“センス”の正体

知見を広げる

ブックカフェって、どんな人がどんな時に訪れる場所なのだろうか。基本的には本屋より敷居が高いので、本好きが多いのかなと推測する一方、友人同士やカップル、海外の方など、一見すると“ザ・読書家”オーラを放っていない人も少なくない気がする。ソファでゆっくりとした時間を小説で満喫しているような人もいれば、デスクで熱心に自分の知識を身につけている人、カウンターで旅行雑誌を眺めつつ、ワクワクした気持ちを膨らませている人など、人だけでなくシチュエーションもさまざま。しかしながら、自分にとっては「本屋やwebサイト上の本棚とは違う本棚を眺め、小説と出会って没頭して読みたい気分の時に訪れる場所」以外の場・シチュエーションになったことはなかった気がする。先週久しぶりにブックカフェを訪れた際も、同じ場・シチュエーションを求めてのこと。

そんな時に出会った書籍が本書である。

【センスは知識からはじまる】(水野学・著)

本屋で見たことがある表紙であるような気もするし、ということは平積みであるのだから、有名な本なのだと思う。カレーが食べたい時に、友人からカレーを提案されると、カレーの口になってしまうように、小説の口(目)であったのにも関わらず、なんとなく引かれた。自身の自己啓発・ビジネス書に対する読書スイッチと、小説の読書スイッチは異なっている。そのため、知識をインプットするつもりではなく「センスってなんぞや」と雑学の答えに触れにいくような感覚で手に取った。
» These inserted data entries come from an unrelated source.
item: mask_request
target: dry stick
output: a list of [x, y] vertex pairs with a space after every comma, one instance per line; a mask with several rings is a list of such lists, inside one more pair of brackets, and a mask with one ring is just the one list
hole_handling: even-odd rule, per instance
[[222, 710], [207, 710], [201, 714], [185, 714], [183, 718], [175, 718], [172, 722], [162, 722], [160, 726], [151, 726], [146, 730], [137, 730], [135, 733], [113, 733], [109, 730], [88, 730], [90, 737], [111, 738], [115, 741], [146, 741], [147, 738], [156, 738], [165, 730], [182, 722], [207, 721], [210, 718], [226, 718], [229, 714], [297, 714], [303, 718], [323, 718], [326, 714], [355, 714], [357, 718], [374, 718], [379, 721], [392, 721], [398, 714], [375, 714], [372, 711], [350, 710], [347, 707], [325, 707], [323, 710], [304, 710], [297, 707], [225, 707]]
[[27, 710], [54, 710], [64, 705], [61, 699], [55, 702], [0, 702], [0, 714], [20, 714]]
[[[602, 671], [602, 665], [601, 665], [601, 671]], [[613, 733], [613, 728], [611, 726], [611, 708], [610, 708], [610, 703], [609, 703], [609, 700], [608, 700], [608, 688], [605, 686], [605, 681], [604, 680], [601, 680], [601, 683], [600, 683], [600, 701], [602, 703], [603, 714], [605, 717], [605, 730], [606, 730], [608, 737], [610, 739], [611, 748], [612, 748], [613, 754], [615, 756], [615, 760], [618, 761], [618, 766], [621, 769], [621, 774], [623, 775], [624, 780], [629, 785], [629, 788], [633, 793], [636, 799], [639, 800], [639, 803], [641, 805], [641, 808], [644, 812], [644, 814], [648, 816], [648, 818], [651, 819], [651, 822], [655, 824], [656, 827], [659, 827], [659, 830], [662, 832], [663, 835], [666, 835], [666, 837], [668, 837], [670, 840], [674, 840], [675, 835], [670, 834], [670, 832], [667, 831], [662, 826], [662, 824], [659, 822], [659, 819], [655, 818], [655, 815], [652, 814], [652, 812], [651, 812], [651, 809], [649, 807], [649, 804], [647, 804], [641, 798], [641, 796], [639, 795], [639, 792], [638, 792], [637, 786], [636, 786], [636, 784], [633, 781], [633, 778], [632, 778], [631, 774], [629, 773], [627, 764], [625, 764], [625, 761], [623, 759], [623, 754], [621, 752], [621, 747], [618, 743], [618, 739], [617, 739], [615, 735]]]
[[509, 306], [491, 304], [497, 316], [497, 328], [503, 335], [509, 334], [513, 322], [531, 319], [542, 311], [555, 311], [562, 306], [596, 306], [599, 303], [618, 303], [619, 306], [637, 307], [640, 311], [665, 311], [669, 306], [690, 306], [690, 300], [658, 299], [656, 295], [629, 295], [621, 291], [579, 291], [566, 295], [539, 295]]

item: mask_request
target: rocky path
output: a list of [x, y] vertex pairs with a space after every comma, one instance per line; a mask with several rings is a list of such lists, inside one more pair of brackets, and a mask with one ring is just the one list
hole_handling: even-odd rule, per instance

クリエイティブなお仕事をされている方がご自身の血肉とすることを目的とする場合もあれば、自分のように教養として読む場合もあるのだと思うが、本書を読了したのちに「センスとは何か?」と問われれば、自分の答えは以下の通りである。

ー “普通”を知っており、ほんの少しの差により、画期的に異なっている状態を生む、後天的な力 ー

まず、センスを培うには、“普通”を知っていなければならないのだという。著者曰く、センスとは「数値化できない事象の良し悪しを判断し、最適化する能力」であるそうだ。数値化できないものが相手であるからこそ、“普通”を知っているかどうかが、センスを発揮できる可能性を変えるのだという。自身が解釈できない、よくわからないものに惹かれないことからわかるように、人は自身の知っているものの延長線上にある対象物にしか魅力を感じることができないからこそ、一般的な感覚を養う必要がある。

“普通”を知るためには

①王道から解いていく

②流行を知る

③今あるものの共通項・一定のルールを探る

の3stepを踏んでいくと良いのだそうだ。文字にするとあたりまえのアクションばかりな気もするが、実際にやってみると、その分野において最適化されている王道の魅力を改めて説明することや、流行っているものの理由をうまく説明することはなかなか難しいのだろうなと思う。

また、センスを発揮した企画を目指すにあたり「あっと驚くヒット企画を目指すこと」ではなく「あまり驚かないけど売れる企画を目指すこと」が重要なのだという。びっくりさせたいのではなく、売れることが本質なのであれば、この考え方は覚えておきたい。

すでにあるものに目を当て、ほんの少し飾ってあげることで、画期的なものが生まれることも、同書には記してあった。具体的には“シズル感”を創出するのだとか。人が美しいと感じる背景には、その人がもつ知識に結びついた背景があり、その知識をしっかりと演出してあげられるかどうかが、知識の量・深さにかかってくるのだという。センスが知識からはじまる後天的なものである、というのも頷ける。

仕事に直結する内容なのかどうかはまだわからないが、自分にはない、新しい1つの考え方に触れることができた読書になり、小説とは違うベクトルでの読了感があった。ちなみに、読了後に感化され書籍デザインの資料集を眺めることとなった。結局はその後、小説に戻ってしまったのだが。